England – _ KENT. – Document. Deed of Gift. [23 Feb 1411]. No size or length given. William George conveys a house in the village of Shynglewelle [sic]. Parchment. In Latin. Stained. – Winter, Apr 12, 2006, lot 294, £140 ($248)
England – _ KENT. – Document. Deed of Gift. [12 Mar 1398]. No size or length given. John Spernor de Cobham & John Topleche convey to Simon Lepy a plot of land in Shyngled Well [sic] .Parchment. In Latin. Stained. – Illus in cat – Winter, Apr 12, 2006, lot 293, £240 ($424)
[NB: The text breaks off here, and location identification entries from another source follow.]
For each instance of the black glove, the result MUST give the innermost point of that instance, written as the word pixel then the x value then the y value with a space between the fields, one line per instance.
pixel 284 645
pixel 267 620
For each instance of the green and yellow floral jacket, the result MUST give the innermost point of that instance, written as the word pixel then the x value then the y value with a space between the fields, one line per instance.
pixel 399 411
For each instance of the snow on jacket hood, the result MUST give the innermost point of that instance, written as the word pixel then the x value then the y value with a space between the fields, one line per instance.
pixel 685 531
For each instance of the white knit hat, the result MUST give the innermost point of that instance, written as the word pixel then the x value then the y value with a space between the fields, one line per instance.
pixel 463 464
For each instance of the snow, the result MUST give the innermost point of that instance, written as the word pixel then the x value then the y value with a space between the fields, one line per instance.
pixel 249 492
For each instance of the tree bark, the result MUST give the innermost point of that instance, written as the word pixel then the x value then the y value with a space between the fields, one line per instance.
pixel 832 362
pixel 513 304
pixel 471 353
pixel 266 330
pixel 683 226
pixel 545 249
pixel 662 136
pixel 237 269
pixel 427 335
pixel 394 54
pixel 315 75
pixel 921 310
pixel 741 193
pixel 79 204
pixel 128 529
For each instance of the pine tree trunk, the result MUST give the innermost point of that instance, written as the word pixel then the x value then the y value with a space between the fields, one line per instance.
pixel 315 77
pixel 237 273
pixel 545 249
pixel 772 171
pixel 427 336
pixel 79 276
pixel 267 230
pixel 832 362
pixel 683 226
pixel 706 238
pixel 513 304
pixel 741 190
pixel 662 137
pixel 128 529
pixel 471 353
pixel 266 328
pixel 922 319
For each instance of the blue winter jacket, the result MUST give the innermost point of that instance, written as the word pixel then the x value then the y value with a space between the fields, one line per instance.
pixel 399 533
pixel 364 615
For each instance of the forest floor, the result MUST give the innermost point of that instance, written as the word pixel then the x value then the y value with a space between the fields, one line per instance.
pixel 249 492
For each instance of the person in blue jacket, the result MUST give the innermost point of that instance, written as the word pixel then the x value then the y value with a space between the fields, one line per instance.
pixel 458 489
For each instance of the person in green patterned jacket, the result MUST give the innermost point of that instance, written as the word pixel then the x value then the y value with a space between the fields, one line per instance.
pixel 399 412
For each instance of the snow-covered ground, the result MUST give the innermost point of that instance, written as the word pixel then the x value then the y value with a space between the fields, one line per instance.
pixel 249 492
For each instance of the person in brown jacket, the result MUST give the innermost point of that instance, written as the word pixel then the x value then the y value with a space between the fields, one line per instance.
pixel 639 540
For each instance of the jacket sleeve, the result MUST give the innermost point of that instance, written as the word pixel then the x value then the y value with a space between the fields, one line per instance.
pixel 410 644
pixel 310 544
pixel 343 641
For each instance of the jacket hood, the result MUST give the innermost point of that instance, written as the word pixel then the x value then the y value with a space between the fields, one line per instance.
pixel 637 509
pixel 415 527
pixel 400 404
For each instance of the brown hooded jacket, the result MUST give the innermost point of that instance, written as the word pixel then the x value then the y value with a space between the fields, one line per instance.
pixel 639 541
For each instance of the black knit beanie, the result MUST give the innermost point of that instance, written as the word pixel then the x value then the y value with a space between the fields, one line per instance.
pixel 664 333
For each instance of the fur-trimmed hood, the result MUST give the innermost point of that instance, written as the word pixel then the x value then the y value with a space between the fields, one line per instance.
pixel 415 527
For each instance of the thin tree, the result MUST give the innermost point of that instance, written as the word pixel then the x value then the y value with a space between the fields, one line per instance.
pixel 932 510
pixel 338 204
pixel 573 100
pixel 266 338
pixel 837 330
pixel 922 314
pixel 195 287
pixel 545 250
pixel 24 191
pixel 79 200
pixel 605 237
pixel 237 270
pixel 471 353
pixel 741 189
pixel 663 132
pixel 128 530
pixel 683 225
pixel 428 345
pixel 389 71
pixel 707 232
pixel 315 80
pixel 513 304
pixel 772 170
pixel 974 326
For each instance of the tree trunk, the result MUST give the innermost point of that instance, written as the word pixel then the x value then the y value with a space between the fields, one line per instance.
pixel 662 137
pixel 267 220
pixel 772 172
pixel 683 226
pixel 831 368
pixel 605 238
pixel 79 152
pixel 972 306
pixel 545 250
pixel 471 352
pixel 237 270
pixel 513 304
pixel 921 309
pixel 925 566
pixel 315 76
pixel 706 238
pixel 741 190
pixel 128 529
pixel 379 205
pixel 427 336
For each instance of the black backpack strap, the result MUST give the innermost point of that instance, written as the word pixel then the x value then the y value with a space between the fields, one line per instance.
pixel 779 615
True, this one is perhaps a bit earlier than some of the examples listed above (and dates to the early part of the 14th century). However, at auction it would at most reasonably fall into the $400-500 range and perhaps a bit less as it is missing its original hanging seal.
To me that is rather remarkable: this small and ephemeral document has escaped the ravages of time for 700 years and is only worth approx. $500? Thankfully, it is written on vellum, a strong and utilitarian material which aided its survival. Still, the manuscript provides insight into paleography (the study of ancient and historical handwriting), English medieval history, early legal history, and when framed is a rather remarkable and impactful object for the pleasure of both the eye and mind. Perhaps old Latin documents are bit too erudite for most and that has kept the prices low, but for the keen collector they are a bargain that will not last in the years ahead. And certainly, I should send one to my real estate lawyer to show him how simple a document could be 😉
[ENGLISH MEDIEVAL DEED] Early 14th century. [Incipit] Sciant p[re]sentes & fut[ur]i q[uo]d ego Robert de edui? dedi concessi & hac p[re]senti carta mea confirmaui Simoni filio… A fine medieval example of a deed of gift bequeathing half of his lands to his son Simon.. 7 x 3 inches on vellum, evidence of attached seal at lower center. With scarce 14th-15th century English explanatory text to verso. Small holes but generally very good.